Once the reader gets used to the notation and it is used consistently, it will be effortless to read and understand these kinds of diagrams. In particular the reader should notice these advantages:
- The new proposed notation uses a simpler colour scheme. Whereas the current C4-model uses 3 variations of blue, the proposed convention is in a sense monochromatic. This has the advantage that colours can be adopted to show other dimensions in the diagram. For instance, red colour could be used to show components to be phased out and green could be used to show new components.
- In the proposed model, whenever you move from level 1 to level 2 to level 3 in abstractions, the shape of the elements stays the same. There is no difference in how a system is depicted whether you zoom in to show internal components of it or you show it in a context view.
The following shows some examples of diagrams that would not work as well with the current C4 standard notation.
On the left it is demonstrated how colour-codes can be used to give further dimensions in the diagram. On the right you see how sub-components can be depicted in a recursive structure to contain other sub-components.
The notation is a bit too cluttered
The idea of adding the type of a shape in -brackets, like [Software System], although consistent and accurate, tends to make diagrams cluttered. Once we have established a clear interpretation of a shape using a legend, it should not be necessary to repeat this metadata on every instance of that shape.
Compare these two variants:
Comparing diagrams with different amounts of metadata
In the proposed notation, metadata is only used where it adds value. Although it is true that the C4 model is not about notation but about the ideas behind the notation, nevertheless the default notation is built into tools like draw.io stencils. And because the default notation appears in the public C4-material, most people tend to copy that style of diagramming.
What I propose is this:
- Metadata can and should be avoided when the metadata is clear. It should be included only when it adds value to the diagram.
- The level of abstraction (such as “Container”) should never be included as metadata because the elements of the diagram should be specific enough. In the proposed notation we still indicate SpringBoot under Corebank BE because it is an important piece of information. We don’t write “Container” as it is known from the shape of the element.
We can now summarise the proposed revision of the C4-model as follows:
- The 1st level concept should be renamed from context to system.

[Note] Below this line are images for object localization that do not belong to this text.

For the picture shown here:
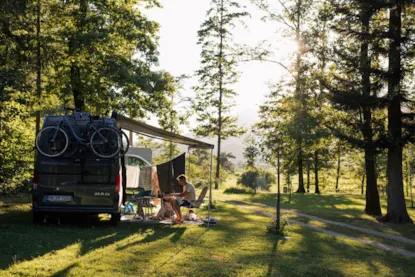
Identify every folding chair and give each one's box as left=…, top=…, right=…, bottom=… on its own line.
left=183, top=187, right=208, bottom=219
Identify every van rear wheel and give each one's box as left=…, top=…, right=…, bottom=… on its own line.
left=110, top=213, right=120, bottom=226
left=32, top=211, right=44, bottom=224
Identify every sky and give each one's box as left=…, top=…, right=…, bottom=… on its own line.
left=143, top=0, right=294, bottom=162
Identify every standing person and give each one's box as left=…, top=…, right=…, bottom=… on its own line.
left=169, top=174, right=196, bottom=223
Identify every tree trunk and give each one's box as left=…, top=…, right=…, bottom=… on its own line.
left=215, top=0, right=224, bottom=190
left=169, top=94, right=174, bottom=159
left=69, top=0, right=87, bottom=111
left=35, top=0, right=41, bottom=136
left=406, top=160, right=411, bottom=197
left=294, top=1, right=305, bottom=194
left=335, top=144, right=341, bottom=193
left=307, top=162, right=310, bottom=193
left=360, top=9, right=381, bottom=216
left=296, top=144, right=306, bottom=193
left=276, top=149, right=281, bottom=231
left=361, top=173, right=365, bottom=195
left=410, top=169, right=414, bottom=208
left=71, top=64, right=84, bottom=110
left=314, top=150, right=320, bottom=194
left=287, top=173, right=292, bottom=204
left=365, top=149, right=381, bottom=215
left=383, top=4, right=412, bottom=223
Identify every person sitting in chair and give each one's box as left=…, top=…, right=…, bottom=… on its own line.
left=168, top=174, right=196, bottom=223
left=175, top=174, right=196, bottom=207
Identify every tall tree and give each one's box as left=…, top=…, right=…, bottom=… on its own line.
left=0, top=0, right=39, bottom=193
left=327, top=0, right=383, bottom=215
left=45, top=0, right=173, bottom=118
left=194, top=0, right=248, bottom=189
left=157, top=74, right=192, bottom=160
left=382, top=2, right=413, bottom=223
left=307, top=0, right=333, bottom=194
left=219, top=152, right=236, bottom=172
left=243, top=145, right=259, bottom=169
left=253, top=0, right=313, bottom=193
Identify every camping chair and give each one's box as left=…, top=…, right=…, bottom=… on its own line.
left=183, top=187, right=208, bottom=220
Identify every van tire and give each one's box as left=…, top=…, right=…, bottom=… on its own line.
left=33, top=211, right=44, bottom=224
left=110, top=213, right=120, bottom=225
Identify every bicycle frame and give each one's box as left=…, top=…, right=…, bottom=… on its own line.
left=53, top=111, right=109, bottom=146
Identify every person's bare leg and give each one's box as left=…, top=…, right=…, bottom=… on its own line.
left=171, top=200, right=183, bottom=222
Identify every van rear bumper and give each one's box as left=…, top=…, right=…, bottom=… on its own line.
left=32, top=205, right=120, bottom=214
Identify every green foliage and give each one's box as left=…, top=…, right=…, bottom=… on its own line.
left=193, top=0, right=248, bottom=140
left=266, top=216, right=290, bottom=236
left=44, top=0, right=170, bottom=115
left=223, top=187, right=251, bottom=194
left=0, top=0, right=176, bottom=194
left=219, top=152, right=236, bottom=173
left=237, top=168, right=276, bottom=193
left=0, top=0, right=37, bottom=194
left=243, top=134, right=260, bottom=169
left=193, top=0, right=248, bottom=188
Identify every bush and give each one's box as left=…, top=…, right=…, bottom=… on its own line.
left=267, top=216, right=290, bottom=236
left=237, top=168, right=276, bottom=193
left=193, top=179, right=209, bottom=189
left=223, top=187, right=251, bottom=194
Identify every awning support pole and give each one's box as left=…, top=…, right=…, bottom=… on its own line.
left=208, top=148, right=213, bottom=228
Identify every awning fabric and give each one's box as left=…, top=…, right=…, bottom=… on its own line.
left=111, top=111, right=214, bottom=149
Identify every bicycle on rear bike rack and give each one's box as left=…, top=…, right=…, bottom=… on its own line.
left=35, top=108, right=129, bottom=159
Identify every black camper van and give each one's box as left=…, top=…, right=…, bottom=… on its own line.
left=32, top=112, right=125, bottom=225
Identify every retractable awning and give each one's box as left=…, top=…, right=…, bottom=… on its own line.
left=111, top=111, right=214, bottom=149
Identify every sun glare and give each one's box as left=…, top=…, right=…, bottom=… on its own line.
left=279, top=39, right=299, bottom=55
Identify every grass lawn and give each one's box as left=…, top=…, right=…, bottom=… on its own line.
left=1, top=194, right=415, bottom=277
left=216, top=190, right=415, bottom=240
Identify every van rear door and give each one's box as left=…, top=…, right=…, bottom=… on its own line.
left=35, top=156, right=120, bottom=208
left=75, top=160, right=120, bottom=207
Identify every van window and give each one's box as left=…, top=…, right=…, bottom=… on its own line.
left=127, top=156, right=148, bottom=167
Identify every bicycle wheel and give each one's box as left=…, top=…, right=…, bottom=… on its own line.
left=36, top=126, right=69, bottom=158
left=119, top=130, right=130, bottom=156
left=90, top=127, right=121, bottom=158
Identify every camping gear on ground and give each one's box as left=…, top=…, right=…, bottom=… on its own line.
left=122, top=202, right=135, bottom=215
left=200, top=216, right=218, bottom=225
left=184, top=210, right=198, bottom=221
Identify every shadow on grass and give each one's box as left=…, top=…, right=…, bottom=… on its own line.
left=265, top=235, right=280, bottom=277
left=0, top=198, right=188, bottom=271
left=51, top=263, right=78, bottom=277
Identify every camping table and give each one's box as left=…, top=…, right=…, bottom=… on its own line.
left=134, top=196, right=155, bottom=221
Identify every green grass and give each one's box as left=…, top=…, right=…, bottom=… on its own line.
left=215, top=189, right=415, bottom=239
left=1, top=193, right=415, bottom=277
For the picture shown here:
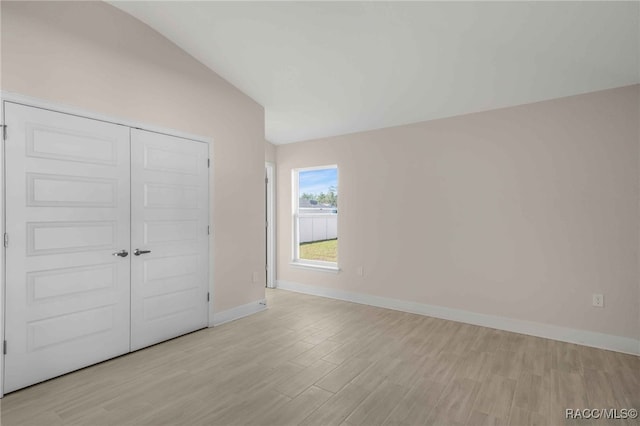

- The 2nd level concept should be renamed from container to component.
- The 3rd level concept should be renamed from component to sub-component
- The 4th level concept, code, should be dropped as a key concept, and deployment should be added instead.
- To support bullet 1–4, we should re-interpret the C4 acronym. Instead of referring to “context, container, component, code” it should be a reference to the 4 key Concepts: system, component, sub-component and deployment.
- We should agree on a more effective diagram diagram notation allowing us to depict the 4 key concepts in a fixed and consistent manner irrespective of level of abstraction.
- We should agree to minimise the overhead of metadata to reduce clutter and increase the appeal to non-technical readers in particular.
It is my hope that the C4 model in one form or another will become an industry standard one day. It should be taught at universities and accepted in academia in the same way that ER-diagrams are a standard for data modelling. It is also my hope that the improvements proposed here can make the C4-model even more effective and contribute with traction in the industry.